Well, other than getting fairly familiar with the workings of the laptop HP Presario F700) I have not completely fixed this laptop. At first I was getting nothing on the screen even with the flashlight. I hooked to an external monitor and it worked fine, therefore the computer works fine. I hooked the screen to another laptop and the screen worked fine, therefore I thought it was the inverter board which connects the laptop to the screen. I changed it out 2 times with no results. The only other thing I can find that connects the 2 is the LCD cable, so I bought a new one and now the screen can be seen with a flashlight, but does not come completely on. ( A backlight problem) So I hooked the screen to another laptop again and it worked fine, so the backlight is not defective. I have checked all the connections, leads, and grounds and find nothing wrong with any of it. If I put the screen from the other laptop to this computer, I get the same thing, Icons with the flashlight, but no backlight light-up. Also, I have turned off all the sleep mode settings so it should be on all the time. Unless I burned out another inverter, I am stumped as to why this #[email protected]%^&%$#@ thing wont work properly.

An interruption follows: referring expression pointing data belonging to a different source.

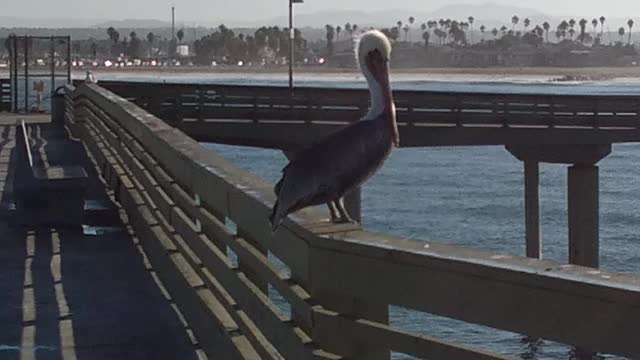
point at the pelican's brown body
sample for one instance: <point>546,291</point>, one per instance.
<point>349,156</point>
<point>325,171</point>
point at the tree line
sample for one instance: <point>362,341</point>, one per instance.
<point>454,32</point>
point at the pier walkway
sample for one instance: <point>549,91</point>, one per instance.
<point>78,293</point>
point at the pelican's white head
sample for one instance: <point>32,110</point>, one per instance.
<point>373,52</point>
<point>369,42</point>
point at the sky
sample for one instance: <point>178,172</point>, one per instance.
<point>208,10</point>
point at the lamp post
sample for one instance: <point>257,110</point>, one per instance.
<point>291,41</point>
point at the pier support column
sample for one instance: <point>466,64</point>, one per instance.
<point>532,209</point>
<point>583,201</point>
<point>352,203</point>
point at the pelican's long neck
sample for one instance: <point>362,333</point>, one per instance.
<point>375,91</point>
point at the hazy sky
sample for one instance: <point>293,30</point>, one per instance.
<point>209,10</point>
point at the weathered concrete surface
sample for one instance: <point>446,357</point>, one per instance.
<point>67,295</point>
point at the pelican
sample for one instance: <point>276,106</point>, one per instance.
<point>325,171</point>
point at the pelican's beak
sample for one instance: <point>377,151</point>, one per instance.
<point>382,75</point>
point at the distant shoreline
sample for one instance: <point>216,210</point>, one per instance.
<point>553,73</point>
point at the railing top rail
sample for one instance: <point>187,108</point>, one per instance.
<point>300,90</point>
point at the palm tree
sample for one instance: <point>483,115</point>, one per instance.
<point>180,35</point>
<point>583,26</point>
<point>113,34</point>
<point>546,26</point>
<point>411,21</point>
<point>572,23</point>
<point>621,33</point>
<point>425,37</point>
<point>329,36</point>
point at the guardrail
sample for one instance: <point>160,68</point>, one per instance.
<point>194,214</point>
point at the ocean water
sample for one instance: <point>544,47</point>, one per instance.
<point>473,196</point>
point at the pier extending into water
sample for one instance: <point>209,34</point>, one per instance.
<point>202,222</point>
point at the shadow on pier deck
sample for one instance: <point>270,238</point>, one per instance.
<point>73,294</point>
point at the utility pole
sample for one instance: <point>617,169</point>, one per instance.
<point>292,34</point>
<point>173,23</point>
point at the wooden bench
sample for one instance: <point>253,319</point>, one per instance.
<point>44,194</point>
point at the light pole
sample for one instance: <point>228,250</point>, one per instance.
<point>291,41</point>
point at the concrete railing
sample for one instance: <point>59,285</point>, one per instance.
<point>5,95</point>
<point>195,214</point>
<point>270,116</point>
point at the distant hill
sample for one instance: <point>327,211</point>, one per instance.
<point>134,23</point>
<point>490,13</point>
<point>52,22</point>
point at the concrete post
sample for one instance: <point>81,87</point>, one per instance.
<point>583,215</point>
<point>356,308</point>
<point>532,209</point>
<point>255,278</point>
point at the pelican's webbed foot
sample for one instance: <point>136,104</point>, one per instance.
<point>343,217</point>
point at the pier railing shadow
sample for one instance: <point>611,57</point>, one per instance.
<point>71,294</point>
<point>191,209</point>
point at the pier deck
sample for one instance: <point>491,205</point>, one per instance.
<point>74,294</point>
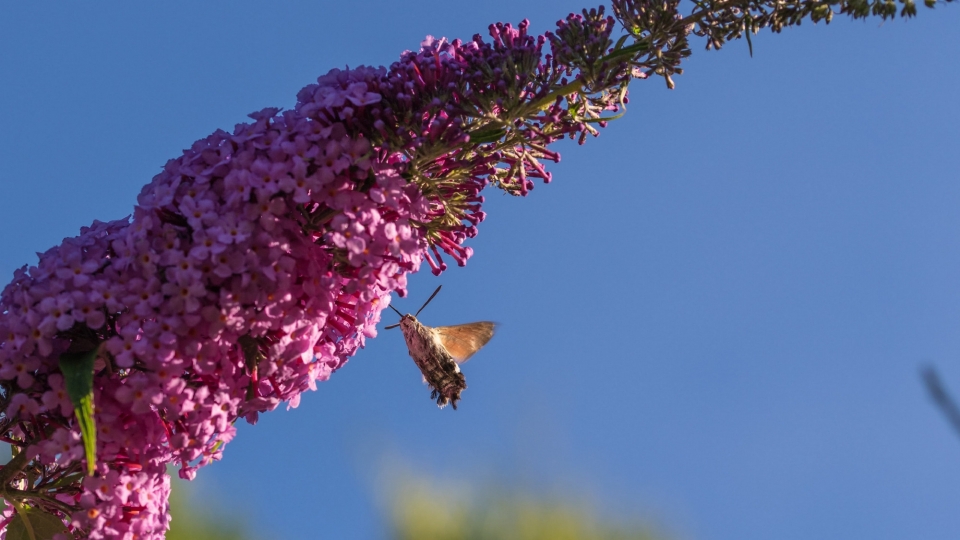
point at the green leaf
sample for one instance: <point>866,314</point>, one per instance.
<point>77,371</point>
<point>34,524</point>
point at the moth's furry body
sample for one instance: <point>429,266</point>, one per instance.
<point>437,351</point>
<point>439,369</point>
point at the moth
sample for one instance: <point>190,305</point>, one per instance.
<point>439,351</point>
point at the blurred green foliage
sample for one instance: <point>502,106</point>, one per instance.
<point>199,520</point>
<point>422,511</point>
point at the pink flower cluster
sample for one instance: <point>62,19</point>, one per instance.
<point>254,266</point>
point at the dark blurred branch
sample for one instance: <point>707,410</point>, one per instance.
<point>941,397</point>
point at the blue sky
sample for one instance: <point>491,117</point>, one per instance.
<point>714,316</point>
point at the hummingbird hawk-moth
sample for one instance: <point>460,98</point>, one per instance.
<point>439,350</point>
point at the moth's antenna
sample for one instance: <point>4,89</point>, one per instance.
<point>428,300</point>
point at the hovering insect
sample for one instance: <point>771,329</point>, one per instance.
<point>437,351</point>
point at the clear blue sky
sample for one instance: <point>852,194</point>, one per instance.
<point>714,316</point>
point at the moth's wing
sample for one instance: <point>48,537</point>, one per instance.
<point>464,340</point>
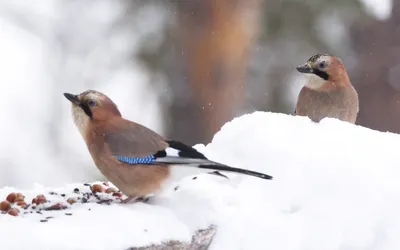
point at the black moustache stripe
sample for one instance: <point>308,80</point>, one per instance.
<point>87,110</point>
<point>321,74</point>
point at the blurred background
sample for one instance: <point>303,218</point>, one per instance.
<point>180,67</point>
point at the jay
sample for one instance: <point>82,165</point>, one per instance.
<point>133,157</point>
<point>328,91</point>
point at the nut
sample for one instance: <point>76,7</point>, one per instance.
<point>13,211</point>
<point>22,204</point>
<point>97,188</point>
<point>111,190</point>
<point>20,197</point>
<point>40,199</point>
<point>57,206</point>
<point>117,194</point>
<point>5,206</point>
<point>71,201</point>
<point>11,197</point>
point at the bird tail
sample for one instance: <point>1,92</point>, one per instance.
<point>207,164</point>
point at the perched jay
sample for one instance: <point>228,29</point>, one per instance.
<point>328,91</point>
<point>134,158</point>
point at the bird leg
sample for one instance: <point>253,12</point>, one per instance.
<point>134,199</point>
<point>130,199</point>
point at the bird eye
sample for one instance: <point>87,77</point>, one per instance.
<point>91,103</point>
<point>323,64</point>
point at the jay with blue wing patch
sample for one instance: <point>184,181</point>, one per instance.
<point>134,158</point>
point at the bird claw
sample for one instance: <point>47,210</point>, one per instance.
<point>134,199</point>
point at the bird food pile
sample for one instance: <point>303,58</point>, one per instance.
<point>16,204</point>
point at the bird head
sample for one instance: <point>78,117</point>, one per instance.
<point>322,68</point>
<point>91,106</point>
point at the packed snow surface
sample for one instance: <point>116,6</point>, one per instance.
<point>336,187</point>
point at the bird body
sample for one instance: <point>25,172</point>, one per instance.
<point>328,91</point>
<point>133,157</point>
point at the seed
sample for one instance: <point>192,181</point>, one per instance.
<point>5,206</point>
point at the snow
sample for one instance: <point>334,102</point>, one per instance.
<point>335,187</point>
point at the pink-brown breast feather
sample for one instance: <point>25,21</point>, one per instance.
<point>125,138</point>
<point>339,102</point>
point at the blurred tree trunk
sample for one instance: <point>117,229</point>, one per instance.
<point>378,73</point>
<point>215,38</point>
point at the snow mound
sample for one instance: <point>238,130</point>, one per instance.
<point>335,187</point>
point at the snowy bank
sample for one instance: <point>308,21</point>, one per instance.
<point>335,187</point>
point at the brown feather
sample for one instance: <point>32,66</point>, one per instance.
<point>334,98</point>
<point>137,180</point>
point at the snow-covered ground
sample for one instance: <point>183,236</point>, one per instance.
<point>336,187</point>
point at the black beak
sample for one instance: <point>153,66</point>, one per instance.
<point>72,98</point>
<point>305,69</point>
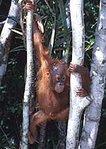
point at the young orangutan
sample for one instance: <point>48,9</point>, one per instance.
<point>52,85</point>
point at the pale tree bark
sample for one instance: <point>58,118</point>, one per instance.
<point>77,104</point>
<point>98,73</point>
<point>29,79</point>
<point>11,21</point>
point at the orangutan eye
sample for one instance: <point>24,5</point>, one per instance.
<point>64,78</point>
<point>57,78</point>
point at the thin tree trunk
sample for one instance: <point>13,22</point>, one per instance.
<point>29,79</point>
<point>11,21</point>
<point>77,104</point>
<point>98,73</point>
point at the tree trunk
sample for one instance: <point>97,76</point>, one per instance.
<point>98,72</point>
<point>77,104</point>
<point>10,22</point>
<point>29,79</point>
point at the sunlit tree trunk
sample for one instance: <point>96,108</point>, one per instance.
<point>11,21</point>
<point>98,73</point>
<point>77,104</point>
<point>29,80</point>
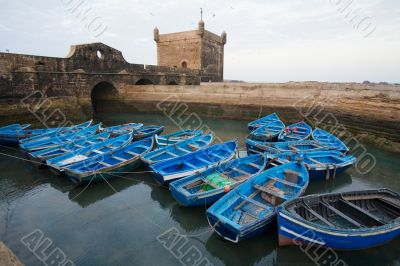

I would still be happy to hear any further suggestions!! Thx


----------



## joeten (Dec 4, 2008)

mprovencal welcome to TSF please read the steps GZ has posted above also this eBay.co.uk Guides - LAPTOP MONITOR SCREEN VERY DIM OR DOES NOT ILLUMINATE


----------



## budman2 (Jan 5, 2011)

OK joeten, thanks.
So according to this link the motherboard sends a signal to the inverter telling it to switch the backlight on. If there is a fault on the motherboard then the inverter will not recieve the signal and therefore not switch the backlight on. Great, now can anyone tell me how to fix the fault in the motherboard, or if after all the previous things tested even points in this direction? I know the backlight is good. I know the inverter is good. I know the laptop is functioning properly as demonstrated on the external monitor. I know the LCD cable is good. Thanks so much!


----------



## budman2 (Jan 5, 2011)

By the way, can anyone tell me "Exactly" where the lid close switch is on this model?
HP Compaq Presario F767NR


----------



## joeten (Dec 4, 2008)

Try this HP F767 Manuals, Support and Troubleshooting - Compaq Presario,Presario Laptops


----------



## budman2 (Jan 5, 2011)

Beautiful, Thx


----------



## joeten (Dec 4, 2008)

Your welcome


----------



## Fattepote (Jun 6, 2012)

Hello,
I have Compaq Presario C700. 
My LCD display turned black for 3 weeks. I think notebook is still working. 
So, could u please give any suggestion how to check whether LCD is working or not. Sadly I don't have any spare devices even a TV to test it. But I can sort out if needed. 
I found ur discussion while googling my problem and am so proud of ur valuable discussions. 
Thanks, Chang.


----------



## joeten (Dec 4, 2008)

Hi and welcome to TSF start trouble shooting here http://www.techsupportforum.com/forums/f108/black-screen-issues-and-troubleshooting-498132.html


----------